Abstract:
The travelling salesman problem (TSP) is a NP-hard problem in
combinatorial optimization. A solution to this problem can be successfully
used in touring airports to find shortest routes through selections of airports
in the world. The travelling salesman problem can be solved by using ant
colony optimization, genetic algorithms, simulation annealing, etc.
However, these approaches require advanced data structures and they are
hard to implement using simple programming languages such as php and
javascript. Furthermore, these conventional approaches use advanced
mathematical concepts which cannot be understood by researchers without
strong mathematical background. The greedy approach can also be used to
find an approximation to the shortest route. The greedy strategy follows the
heuristic that at each stage, visit an unvisited city nearest to the current city.

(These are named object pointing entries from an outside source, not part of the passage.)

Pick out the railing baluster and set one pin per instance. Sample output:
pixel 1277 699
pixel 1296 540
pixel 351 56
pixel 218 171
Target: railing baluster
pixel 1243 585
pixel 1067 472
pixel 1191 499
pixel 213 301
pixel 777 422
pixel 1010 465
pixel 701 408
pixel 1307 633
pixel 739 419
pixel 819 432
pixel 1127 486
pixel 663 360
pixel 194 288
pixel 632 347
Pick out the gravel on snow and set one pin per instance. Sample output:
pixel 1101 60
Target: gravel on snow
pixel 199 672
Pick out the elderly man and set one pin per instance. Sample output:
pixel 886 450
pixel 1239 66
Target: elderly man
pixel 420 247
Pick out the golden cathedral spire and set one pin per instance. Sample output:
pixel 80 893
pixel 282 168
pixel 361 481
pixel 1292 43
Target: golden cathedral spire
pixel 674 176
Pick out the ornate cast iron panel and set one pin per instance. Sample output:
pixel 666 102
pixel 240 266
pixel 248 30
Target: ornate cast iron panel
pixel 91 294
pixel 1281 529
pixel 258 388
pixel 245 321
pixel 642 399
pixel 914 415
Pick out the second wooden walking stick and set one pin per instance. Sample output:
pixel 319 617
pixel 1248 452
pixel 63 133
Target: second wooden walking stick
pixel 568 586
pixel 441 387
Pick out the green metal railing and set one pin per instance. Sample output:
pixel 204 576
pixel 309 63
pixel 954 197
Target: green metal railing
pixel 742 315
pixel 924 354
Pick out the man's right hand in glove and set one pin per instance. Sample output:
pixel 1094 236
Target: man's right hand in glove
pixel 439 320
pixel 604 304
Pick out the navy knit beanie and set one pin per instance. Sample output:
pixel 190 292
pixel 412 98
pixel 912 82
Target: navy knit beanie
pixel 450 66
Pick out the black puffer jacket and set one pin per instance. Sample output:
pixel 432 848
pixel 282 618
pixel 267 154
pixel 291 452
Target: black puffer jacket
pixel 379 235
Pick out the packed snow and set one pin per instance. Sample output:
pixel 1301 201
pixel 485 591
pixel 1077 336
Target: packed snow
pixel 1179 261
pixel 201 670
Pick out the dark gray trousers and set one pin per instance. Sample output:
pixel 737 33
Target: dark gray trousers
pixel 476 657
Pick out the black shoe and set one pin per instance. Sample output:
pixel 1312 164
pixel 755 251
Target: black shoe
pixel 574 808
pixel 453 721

However, the pure use of greedy algorithm may fail to produce optimal
solution and get stuck in a suboptimal solution. The objective of this study
is to provide a solution to overcome this drawback in the greedy approach
in solving the travelling salesmen problem. First, the route is found using
greedy approach. Then the route is modified at appropriate positions so that
the length is reduced. The benefits of the proposed solution are threefold:
(1) it reduces the use of computational resources and gives better results
than using the pure greedy approach; (2) it uses the array data structure
which can be easily implemented by using any programming language; (3)
it can be easily understood and modified by researchers from non-mathematics background.